Bell Helicopter has confirmed that service entry of its new clean-sheet 525 Relentless super-medium-class rotorcraft has slipped to 2017.
First delivery had been due to take place late next year, but Bell chief executive John Garrison says the milestone is “currently forecast for late Q1 2017”.
“It has slipped slightly – less than 90 days. In the grand scheme of things it is relatively insignificant,” he says.
However, in more positive news, Bell is closing in on first flight of the new helicopter which, says Garrison, will take place “within weeks”.
The initial prototype is fully assembled and has performed a number of pre-flight checks, including ground runs of its main engines and APU and “safety of flight testing”.

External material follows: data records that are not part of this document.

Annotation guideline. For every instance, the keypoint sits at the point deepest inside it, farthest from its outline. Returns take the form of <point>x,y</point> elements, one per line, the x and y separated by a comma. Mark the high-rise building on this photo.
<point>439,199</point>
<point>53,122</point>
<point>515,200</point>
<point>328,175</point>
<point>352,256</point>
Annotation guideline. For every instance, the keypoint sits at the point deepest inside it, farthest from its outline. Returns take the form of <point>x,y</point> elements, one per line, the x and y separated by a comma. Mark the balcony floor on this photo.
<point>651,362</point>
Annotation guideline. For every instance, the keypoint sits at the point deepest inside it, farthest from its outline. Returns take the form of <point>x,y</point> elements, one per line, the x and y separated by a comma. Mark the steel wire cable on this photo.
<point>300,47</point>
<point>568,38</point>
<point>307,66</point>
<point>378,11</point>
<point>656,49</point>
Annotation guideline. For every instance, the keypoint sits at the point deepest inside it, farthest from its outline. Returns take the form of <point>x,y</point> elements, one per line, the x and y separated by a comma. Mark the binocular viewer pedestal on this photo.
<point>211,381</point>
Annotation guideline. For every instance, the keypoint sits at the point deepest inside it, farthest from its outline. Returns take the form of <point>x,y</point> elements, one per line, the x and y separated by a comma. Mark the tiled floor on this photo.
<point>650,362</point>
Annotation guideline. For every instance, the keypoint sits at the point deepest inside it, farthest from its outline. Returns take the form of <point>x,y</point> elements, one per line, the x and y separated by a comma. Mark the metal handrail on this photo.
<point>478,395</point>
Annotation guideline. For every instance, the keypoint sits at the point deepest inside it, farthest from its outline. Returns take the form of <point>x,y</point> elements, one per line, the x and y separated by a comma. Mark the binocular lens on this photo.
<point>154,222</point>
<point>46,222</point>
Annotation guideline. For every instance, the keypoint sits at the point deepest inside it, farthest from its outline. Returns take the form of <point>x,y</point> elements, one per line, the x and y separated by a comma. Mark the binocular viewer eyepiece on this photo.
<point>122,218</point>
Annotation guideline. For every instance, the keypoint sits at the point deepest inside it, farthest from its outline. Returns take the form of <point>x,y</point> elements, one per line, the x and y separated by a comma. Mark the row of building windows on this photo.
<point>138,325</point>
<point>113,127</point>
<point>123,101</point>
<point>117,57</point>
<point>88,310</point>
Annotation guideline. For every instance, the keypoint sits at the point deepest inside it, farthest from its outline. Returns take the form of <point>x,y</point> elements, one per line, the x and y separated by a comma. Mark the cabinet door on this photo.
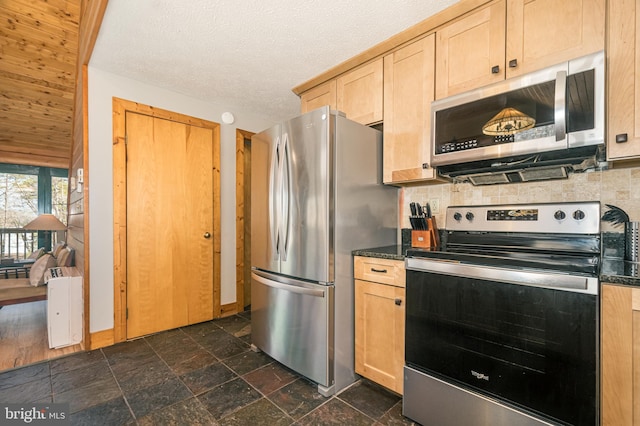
<point>380,333</point>
<point>319,96</point>
<point>541,33</point>
<point>620,363</point>
<point>470,51</point>
<point>623,57</point>
<point>359,93</point>
<point>408,93</point>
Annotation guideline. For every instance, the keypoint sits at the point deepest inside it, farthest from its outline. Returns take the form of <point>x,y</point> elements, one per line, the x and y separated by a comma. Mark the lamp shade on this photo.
<point>45,222</point>
<point>508,121</point>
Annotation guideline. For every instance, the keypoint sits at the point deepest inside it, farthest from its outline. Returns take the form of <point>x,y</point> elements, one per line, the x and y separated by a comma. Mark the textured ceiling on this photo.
<point>245,54</point>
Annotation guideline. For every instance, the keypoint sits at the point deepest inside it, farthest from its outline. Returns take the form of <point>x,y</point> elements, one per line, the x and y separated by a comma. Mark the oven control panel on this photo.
<point>564,218</point>
<point>512,214</point>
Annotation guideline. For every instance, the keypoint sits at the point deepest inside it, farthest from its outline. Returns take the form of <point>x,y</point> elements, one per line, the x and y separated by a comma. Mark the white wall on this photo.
<point>103,86</point>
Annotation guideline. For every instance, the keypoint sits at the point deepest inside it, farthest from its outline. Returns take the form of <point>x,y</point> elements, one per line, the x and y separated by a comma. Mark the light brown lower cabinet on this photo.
<point>620,355</point>
<point>379,322</point>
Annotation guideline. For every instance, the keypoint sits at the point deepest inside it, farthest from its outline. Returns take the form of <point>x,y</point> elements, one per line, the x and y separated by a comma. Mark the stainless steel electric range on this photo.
<point>502,323</point>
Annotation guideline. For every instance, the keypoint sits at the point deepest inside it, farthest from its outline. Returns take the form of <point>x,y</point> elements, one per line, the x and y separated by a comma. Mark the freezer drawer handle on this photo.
<point>290,288</point>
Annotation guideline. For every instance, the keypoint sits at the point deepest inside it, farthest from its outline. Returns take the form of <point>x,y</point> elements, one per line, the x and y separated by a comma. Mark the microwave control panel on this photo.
<point>475,143</point>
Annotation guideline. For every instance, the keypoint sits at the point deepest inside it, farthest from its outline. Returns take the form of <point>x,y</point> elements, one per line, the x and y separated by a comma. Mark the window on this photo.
<point>26,192</point>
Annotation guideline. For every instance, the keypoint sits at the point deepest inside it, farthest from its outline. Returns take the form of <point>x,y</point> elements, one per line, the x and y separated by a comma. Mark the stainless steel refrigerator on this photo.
<point>316,195</point>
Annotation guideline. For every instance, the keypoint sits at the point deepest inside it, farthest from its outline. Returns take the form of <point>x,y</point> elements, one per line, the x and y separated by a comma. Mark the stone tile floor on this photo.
<point>204,374</point>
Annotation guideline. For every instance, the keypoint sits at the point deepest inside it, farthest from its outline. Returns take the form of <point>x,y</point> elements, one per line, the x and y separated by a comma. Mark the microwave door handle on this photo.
<point>560,106</point>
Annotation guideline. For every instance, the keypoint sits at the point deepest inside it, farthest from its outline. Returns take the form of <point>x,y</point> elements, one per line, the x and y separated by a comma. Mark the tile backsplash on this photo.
<point>619,187</point>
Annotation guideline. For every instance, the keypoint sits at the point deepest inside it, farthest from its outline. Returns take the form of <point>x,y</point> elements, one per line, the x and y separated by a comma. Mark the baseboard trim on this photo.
<point>228,309</point>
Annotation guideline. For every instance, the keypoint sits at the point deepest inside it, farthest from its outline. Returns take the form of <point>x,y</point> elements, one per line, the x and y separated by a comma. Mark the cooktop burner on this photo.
<point>559,237</point>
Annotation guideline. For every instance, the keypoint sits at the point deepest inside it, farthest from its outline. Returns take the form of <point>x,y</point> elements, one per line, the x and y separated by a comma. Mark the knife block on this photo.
<point>421,239</point>
<point>428,238</point>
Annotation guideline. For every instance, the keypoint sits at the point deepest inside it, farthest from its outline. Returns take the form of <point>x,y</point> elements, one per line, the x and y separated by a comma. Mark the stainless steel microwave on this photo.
<point>554,109</point>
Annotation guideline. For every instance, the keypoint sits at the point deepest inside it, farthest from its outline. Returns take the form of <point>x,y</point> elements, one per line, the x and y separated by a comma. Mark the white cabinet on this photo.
<point>64,307</point>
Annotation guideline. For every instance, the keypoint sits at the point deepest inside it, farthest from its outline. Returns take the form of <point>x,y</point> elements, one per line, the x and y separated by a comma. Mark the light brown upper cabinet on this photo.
<point>359,93</point>
<point>623,58</point>
<point>408,92</point>
<point>483,47</point>
<point>319,96</point>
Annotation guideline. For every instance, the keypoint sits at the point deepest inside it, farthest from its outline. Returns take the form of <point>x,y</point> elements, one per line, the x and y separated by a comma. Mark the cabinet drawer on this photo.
<point>384,271</point>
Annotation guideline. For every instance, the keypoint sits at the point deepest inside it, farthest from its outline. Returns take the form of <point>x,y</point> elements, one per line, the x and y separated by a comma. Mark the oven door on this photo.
<point>530,346</point>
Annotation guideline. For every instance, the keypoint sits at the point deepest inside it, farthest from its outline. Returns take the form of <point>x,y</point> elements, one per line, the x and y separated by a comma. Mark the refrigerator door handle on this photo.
<point>274,200</point>
<point>287,287</point>
<point>286,189</point>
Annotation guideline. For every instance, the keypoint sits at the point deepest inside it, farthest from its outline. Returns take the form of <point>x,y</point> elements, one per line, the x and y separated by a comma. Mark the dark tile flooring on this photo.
<point>204,374</point>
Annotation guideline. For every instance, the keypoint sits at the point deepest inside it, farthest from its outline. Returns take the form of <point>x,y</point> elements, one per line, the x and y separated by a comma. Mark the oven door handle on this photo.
<point>575,283</point>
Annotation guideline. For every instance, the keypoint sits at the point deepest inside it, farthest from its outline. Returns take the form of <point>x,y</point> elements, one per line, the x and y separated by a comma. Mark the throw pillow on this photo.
<point>36,273</point>
<point>58,248</point>
<point>64,258</point>
<point>36,253</point>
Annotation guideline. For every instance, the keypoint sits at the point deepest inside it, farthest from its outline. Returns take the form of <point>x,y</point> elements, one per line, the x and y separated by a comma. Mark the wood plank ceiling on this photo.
<point>38,50</point>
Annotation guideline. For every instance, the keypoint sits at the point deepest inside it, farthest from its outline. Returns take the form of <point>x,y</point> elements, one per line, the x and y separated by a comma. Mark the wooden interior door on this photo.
<point>170,249</point>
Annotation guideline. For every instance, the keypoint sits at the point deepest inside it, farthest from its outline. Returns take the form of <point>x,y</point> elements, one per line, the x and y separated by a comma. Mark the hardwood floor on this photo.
<point>23,336</point>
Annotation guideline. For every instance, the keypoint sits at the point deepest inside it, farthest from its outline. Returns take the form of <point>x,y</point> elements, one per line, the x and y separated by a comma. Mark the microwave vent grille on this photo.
<point>543,174</point>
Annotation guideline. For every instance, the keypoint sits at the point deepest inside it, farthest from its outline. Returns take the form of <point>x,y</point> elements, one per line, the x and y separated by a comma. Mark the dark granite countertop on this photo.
<point>395,252</point>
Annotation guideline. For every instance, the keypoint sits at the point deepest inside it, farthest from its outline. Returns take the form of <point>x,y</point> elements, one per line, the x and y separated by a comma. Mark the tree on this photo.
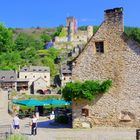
<point>135,34</point>
<point>87,90</point>
<point>45,37</point>
<point>24,41</point>
<point>6,39</point>
<point>10,60</point>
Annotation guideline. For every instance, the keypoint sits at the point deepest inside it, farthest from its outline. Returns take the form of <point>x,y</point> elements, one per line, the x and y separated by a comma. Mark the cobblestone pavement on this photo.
<point>47,131</point>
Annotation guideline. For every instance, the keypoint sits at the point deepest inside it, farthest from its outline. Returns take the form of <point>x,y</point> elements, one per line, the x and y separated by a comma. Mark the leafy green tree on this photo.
<point>45,37</point>
<point>134,34</point>
<point>63,32</point>
<point>47,61</point>
<point>10,60</point>
<point>24,41</point>
<point>82,28</point>
<point>87,90</point>
<point>58,31</point>
<point>6,39</point>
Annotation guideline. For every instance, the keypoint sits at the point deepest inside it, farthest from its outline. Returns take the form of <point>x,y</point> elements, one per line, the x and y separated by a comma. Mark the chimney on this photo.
<point>115,17</point>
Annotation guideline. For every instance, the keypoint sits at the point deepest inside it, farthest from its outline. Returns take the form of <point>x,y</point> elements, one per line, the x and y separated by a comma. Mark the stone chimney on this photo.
<point>114,17</point>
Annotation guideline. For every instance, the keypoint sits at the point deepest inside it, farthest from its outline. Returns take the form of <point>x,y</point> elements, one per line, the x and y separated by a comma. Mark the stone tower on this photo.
<point>114,17</point>
<point>89,32</point>
<point>71,24</point>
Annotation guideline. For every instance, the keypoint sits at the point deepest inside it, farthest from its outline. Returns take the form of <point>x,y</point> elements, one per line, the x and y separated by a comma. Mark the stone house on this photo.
<point>109,54</point>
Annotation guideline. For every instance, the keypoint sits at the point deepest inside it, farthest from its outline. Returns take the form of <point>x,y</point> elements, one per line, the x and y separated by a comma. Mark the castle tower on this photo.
<point>89,32</point>
<point>114,18</point>
<point>71,24</point>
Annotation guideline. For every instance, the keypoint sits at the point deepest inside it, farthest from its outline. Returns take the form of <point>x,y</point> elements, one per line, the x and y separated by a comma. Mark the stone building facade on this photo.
<point>109,54</point>
<point>73,35</point>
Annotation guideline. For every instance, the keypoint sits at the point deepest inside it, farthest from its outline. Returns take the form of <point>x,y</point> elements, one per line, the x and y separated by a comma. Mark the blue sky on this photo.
<point>52,13</point>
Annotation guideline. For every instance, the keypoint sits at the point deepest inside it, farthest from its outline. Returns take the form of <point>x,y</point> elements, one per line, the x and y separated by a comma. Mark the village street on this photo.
<point>51,132</point>
<point>48,130</point>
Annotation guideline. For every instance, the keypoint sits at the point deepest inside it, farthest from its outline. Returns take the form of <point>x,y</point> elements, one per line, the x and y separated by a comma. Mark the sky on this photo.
<point>52,13</point>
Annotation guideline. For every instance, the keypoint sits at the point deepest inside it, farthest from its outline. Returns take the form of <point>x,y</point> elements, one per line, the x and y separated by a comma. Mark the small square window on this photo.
<point>99,47</point>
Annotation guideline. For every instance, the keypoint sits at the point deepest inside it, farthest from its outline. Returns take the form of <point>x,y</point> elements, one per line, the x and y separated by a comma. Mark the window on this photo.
<point>85,112</point>
<point>99,47</point>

“We are getting real close to a safe first flight,” he says, although he plays down the possibility that this could take place before the Paris air show.
An image of the assembled – although lacking its five-blade main rotors – and painted prototype bearing the registration N525TA appeared on Bell’s website in late May.
Bell hopes for a further programme boost at Le Bourget, where it anticipates unveiling a substantial new order for the near-8.75t rotorcraft from a customer in the oil and gas services segment. This would add to the current confirmed backlog for the type of 40 aircraft.
Garrison believes the current downturn in the oil industry may actually turn out to have a “silver lining” for Bell and the GE Aviation CT7-powered 525, which he argues will arrive just as the offshore market bounces back.
“People are postponing their major capital acquisition decisions and that’s a good thing for us because we are still seeing robust interest in the 525,” he says.
Three flight-test aircraft should be airborne by year-end, he says, with two more 525s joining the certification effort early in 2016.
The 525 will be the first civil helicopter to enter the market with full fly-by-wire controls, for which there is currently no certification standard.
Bell is continuing to work with regulators on both sides of the Atlantic to establish those requirements, says Garrison, and has made “significant progress in this arena”.